Xenoport reported positive results from a phase IIa trial of XP19986 for the treatment of gastroesophageal reflux disease (GERD). This single-dose, randomized, double-blind, placebo-controlled, cross-over trial enrolled subjects who received 10, 20, 40 or 60 mg single doses of XP19986 or placebo, in separate test periods with four to seven days between testing periods. On testing days reflux-provoking meals were consumed at two hours and six hours after dosing, and subjects were required to lie on their right side for two hours after each meal. Reflux was monitored continually for 12 hours using a pH/impedance probe placed in the esophagus. The median number of total reflux episodes over 12 hours after placebo treatment for the combined dose groups was 50.5 (N=44). The median change in total reflux episodes after XP19986 treatment compared to placebo treatment was -9.5 (p=0.0050). Statistically significant reductions in acid reflux episodes were seen in both the 40 mg (p=0.0498) and 60 mg (p=0.0039) dosing groups when compared to placebo in the 12 hours after treatment. XenoPort plans to move development of XP19986 forward.
July 18, 2005
XenoPort announced positive results of a phase I trial of their investigational R-baclofen Transported Prodrug XP19986, for the treatment of gastroesophageal reflux disease (GERD) and gastric spasticity.
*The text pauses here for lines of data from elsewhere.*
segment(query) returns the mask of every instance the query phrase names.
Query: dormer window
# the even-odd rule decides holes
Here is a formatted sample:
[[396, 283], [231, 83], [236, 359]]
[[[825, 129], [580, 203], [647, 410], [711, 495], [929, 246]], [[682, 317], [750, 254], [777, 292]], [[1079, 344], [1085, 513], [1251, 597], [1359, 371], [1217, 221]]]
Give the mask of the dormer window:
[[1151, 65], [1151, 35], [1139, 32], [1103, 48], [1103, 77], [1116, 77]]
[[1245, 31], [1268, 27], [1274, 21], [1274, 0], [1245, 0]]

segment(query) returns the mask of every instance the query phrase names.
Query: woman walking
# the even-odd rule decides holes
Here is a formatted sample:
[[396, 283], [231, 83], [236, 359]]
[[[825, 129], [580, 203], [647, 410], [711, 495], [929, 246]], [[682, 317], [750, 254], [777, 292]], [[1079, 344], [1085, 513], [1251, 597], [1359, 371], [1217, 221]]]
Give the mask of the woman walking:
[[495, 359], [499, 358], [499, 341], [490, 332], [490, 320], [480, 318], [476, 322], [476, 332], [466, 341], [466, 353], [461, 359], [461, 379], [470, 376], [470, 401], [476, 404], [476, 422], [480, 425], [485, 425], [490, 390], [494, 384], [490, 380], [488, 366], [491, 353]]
Preliminary safety data were positive, with no serious adverse events reported with an immediate release (IR) formulation or two sustained release (SR) formulations of the drug. Overall adverse events for all three formulations were generally mild, and met the expected profile for baclofen administration. Pharmacokinetic data indicated that the drug was rapidly absorbed and metabolized into R-baclofen, with minimal systemic exposure to the prodrug. Both SR formulations yielded peak plasma concentrations and elimination half-lives consistent with a twice daily dosing schedule. The double-blind, placebo-controlled, single-dose study was conducted in two stages: the first used a dose escalating design to investigate 3 doses (2 mg, 4 mg or 8 mg) of IR XP19986 in 10 subjects; the second used a randomized, cross-over design to investigate the IR formulation and both SR formulations in separate cohorts of 10 subjects, each of whom received a single-dose of each formulation one week apart. Based on these results, the company announced plans to initiate additional phase I trials and a phase IIa trial later in 2005.